Кирилл в накинутой и не застёгнутой косоворотке сидит за столом, перебирая амулеты, флаконы с маслом стражей и пучки трав. Его утренний ритуал, когда для этого есть время. Тянет терпкостью вербены и прохладой елового леса. Под дымчатые колечки слушает Кристину и качает головой.
— И речи об этом не может быть.
— Но это отличный шанс…
— Отдать тебя в руки этих извращенцев? Ты не видела, что они сделали с Анной.
Кристина от досады стискивает ручку сковородки, на которой поджариваются сочные помидоры. Ей куда больше хотелось бы сейчас оказаться где-нибудь вдвоём — как бы хорошо она ни относилась к друзьям Кирилла, постоянная толпа народа в одном доме немного утомляет.
Но ей приятно быть рядом с ним. Делить полусонные и туманные утра с дождями за окном после долгих ночей, ощущать мягкое тепло его прикосновений и дымок костра от чая в его кружке. Украдкой смотреть на мазок сажи между рёбер, впечатанный тенью в кожу.
Порой он даже не задумывается, когда водит пальцами по её плечам или касается шеи под подобранными вверх волосами, если они сидят рядом.
В его объятиях хочется раствориться.
Вот только сейчас Кристина понимает, что то ли его обостренное чувство опасности, то ли ответственности за других не позволяет лишнего риска.
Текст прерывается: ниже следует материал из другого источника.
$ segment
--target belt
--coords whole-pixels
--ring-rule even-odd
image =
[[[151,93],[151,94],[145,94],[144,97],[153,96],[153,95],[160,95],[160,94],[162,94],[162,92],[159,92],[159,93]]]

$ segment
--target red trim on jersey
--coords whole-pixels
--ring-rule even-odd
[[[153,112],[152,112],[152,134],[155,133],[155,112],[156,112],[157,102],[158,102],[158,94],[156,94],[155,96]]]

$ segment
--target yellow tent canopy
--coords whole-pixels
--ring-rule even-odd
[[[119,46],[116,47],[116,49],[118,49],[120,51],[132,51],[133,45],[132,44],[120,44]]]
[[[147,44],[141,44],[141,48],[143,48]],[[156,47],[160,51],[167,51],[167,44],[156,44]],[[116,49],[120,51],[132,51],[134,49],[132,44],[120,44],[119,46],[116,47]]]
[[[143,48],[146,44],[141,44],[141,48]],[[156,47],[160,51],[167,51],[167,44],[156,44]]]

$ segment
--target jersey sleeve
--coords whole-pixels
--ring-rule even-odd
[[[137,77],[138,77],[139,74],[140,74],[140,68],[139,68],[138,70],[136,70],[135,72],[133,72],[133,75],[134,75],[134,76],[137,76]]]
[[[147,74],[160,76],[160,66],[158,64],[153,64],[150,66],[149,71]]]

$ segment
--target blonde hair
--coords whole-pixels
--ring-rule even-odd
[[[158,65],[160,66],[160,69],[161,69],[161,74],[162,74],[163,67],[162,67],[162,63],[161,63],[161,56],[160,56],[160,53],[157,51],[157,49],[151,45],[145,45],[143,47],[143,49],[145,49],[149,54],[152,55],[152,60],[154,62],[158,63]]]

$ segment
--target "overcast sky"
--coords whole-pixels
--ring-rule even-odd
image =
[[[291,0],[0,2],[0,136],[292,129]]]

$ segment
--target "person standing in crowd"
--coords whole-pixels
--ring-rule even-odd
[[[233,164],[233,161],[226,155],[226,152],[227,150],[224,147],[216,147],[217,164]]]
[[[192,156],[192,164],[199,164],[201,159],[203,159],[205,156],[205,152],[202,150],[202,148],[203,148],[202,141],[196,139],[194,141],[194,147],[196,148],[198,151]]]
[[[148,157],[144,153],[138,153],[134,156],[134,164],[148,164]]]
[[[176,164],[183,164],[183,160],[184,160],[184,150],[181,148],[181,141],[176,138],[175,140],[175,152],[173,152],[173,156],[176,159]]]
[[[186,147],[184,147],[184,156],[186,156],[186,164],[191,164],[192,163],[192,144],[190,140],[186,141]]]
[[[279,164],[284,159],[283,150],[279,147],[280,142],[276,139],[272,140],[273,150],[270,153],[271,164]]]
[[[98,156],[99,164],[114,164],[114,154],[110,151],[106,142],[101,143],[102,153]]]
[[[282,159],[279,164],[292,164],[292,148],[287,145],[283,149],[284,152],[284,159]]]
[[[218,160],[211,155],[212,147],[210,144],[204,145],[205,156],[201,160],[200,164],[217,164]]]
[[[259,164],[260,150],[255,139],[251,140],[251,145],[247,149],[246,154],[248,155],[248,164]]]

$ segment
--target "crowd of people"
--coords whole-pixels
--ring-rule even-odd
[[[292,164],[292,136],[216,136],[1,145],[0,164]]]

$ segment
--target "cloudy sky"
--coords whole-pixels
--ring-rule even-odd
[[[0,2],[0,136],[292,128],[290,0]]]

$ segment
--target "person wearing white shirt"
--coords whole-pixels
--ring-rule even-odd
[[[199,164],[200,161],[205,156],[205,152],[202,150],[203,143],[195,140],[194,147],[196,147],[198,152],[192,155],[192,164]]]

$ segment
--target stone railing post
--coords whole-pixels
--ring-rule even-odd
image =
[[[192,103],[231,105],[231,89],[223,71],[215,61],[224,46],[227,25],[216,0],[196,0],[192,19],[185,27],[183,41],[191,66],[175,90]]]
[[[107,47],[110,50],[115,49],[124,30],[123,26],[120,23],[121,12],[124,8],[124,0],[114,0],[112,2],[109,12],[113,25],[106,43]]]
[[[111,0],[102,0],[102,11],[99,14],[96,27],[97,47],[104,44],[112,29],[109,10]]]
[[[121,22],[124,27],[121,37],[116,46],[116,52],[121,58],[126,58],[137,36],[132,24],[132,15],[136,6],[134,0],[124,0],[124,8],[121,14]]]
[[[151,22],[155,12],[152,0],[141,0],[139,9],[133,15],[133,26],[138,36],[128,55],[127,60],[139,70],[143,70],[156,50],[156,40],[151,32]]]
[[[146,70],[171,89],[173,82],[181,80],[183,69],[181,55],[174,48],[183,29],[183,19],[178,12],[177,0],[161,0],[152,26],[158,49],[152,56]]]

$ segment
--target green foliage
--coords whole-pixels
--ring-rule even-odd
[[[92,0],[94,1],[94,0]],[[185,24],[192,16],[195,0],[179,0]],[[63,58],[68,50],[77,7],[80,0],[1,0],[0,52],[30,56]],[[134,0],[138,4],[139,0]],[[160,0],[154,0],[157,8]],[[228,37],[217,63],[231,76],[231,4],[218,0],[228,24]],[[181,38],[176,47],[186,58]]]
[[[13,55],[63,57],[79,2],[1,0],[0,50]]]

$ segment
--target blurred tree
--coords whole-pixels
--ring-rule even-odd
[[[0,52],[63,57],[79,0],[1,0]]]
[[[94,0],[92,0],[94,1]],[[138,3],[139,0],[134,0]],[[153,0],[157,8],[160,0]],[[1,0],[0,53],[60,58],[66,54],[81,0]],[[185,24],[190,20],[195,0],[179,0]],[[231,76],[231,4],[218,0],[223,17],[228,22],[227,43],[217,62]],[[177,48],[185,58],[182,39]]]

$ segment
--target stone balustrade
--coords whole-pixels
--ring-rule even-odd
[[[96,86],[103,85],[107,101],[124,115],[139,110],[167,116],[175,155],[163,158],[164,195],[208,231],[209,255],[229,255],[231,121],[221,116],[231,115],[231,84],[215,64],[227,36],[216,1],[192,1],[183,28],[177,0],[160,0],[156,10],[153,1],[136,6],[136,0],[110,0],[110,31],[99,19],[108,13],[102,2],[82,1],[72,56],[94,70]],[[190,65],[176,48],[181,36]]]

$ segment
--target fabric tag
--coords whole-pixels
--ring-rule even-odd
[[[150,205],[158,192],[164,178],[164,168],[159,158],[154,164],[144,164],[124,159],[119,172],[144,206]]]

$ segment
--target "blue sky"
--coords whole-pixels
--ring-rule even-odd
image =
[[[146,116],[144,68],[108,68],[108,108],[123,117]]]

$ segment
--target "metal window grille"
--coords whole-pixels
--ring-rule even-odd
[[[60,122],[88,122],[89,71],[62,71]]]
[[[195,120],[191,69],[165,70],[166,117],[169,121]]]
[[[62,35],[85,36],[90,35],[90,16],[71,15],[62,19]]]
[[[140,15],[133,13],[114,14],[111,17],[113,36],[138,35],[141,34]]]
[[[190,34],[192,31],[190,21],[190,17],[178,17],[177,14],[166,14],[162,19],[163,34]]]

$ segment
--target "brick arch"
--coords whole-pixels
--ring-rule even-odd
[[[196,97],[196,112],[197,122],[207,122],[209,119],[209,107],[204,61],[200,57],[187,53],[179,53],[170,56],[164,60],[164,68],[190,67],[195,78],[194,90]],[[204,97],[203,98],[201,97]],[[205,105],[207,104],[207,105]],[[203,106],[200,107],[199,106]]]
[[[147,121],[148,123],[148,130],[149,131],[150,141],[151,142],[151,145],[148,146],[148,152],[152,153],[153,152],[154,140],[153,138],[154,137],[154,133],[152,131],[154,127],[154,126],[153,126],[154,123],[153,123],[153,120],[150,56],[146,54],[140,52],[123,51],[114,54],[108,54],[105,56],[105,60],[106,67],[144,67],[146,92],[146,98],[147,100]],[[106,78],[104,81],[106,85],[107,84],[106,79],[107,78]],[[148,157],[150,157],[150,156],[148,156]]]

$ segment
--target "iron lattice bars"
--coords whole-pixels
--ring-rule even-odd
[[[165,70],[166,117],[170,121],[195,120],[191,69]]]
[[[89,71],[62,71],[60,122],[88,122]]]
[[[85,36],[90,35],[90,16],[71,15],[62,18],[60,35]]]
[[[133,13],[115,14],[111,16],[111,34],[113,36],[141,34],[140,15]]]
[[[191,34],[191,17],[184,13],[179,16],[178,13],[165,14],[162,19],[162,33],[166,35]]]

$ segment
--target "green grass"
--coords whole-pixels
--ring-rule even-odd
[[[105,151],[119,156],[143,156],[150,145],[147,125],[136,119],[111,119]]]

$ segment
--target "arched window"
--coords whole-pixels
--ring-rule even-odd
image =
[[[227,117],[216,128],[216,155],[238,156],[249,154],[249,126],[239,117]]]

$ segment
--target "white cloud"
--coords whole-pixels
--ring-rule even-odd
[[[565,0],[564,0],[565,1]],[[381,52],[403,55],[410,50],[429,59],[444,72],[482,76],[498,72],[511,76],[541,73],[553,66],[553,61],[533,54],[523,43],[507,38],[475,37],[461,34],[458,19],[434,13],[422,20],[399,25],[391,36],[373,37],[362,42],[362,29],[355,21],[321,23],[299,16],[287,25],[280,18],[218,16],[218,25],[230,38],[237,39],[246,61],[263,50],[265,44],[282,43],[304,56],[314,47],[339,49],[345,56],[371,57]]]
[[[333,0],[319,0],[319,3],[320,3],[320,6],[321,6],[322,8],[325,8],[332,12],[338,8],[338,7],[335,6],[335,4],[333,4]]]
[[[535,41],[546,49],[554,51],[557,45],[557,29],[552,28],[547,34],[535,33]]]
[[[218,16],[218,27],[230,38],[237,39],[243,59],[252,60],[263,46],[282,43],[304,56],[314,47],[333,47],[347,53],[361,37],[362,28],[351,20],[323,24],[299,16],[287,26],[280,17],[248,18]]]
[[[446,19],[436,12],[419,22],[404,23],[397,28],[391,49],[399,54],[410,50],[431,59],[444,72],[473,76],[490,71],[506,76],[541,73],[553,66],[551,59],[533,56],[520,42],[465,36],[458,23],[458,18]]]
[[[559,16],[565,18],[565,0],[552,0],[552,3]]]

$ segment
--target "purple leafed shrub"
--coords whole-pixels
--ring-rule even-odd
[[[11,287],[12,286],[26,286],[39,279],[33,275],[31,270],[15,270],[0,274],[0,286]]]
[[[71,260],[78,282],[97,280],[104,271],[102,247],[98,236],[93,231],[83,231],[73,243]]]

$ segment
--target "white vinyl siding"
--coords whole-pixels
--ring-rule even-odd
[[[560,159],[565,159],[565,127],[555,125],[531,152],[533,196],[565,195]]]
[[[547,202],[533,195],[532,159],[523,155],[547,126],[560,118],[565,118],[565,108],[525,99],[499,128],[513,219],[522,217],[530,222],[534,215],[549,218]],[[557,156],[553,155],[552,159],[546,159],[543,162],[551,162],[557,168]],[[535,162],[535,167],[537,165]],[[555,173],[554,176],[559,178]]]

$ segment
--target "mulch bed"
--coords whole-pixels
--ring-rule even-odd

Если у него шрамы и отметины, значит, их хватит на двоих. Беда лишь в том, что чёрные паутинки отравленной крови просвечивают сквозь кожу рук и тянут какой-то тяжестью.
А она всё ещё легко смущается его взглядов и временами немного снисходительного тона.
Но отступать не собирается. Ловко перевернув лопаткой ярко-красные кружки, Кристина пожимает плечами и добавляет:
— Я поговорю с Николаем.
— С чего бы?
— Слушай, мне не нужно твоё разрешение или одобрение. Это мой выбор. Думаю, он сможет понять.
— Значит, ты его совсем не знаешь. Он никогда не пойдёт на такой риск.
— Это не риск. Я… устала. И мне страшно.
— Из-за кошмаров?
— Я вижу теней в самой Академии. А иногда иду по коридору и понимаю, что мысли… плывут. Будто кто-то заводит не туда. И в снах я задыхаюсь.
Кристина едва не шепчет последние слова и отводит взгляд в сторону.
Она не привыкла показывать слабость или навязывать проблемы. Мама всегда говорила, что если запутался — надо всего-то увидеть в клубке кончик ниточки и медленно, но верно раскручивать.
Сейчас она и чувствует себя вот таким клубочком, сплетенным из огня, воды, воздуха и теней. Слишком много ниточек, эмоций и мыслей. Она теряется сама в себе и не может нащупать выскальзывающий кончик.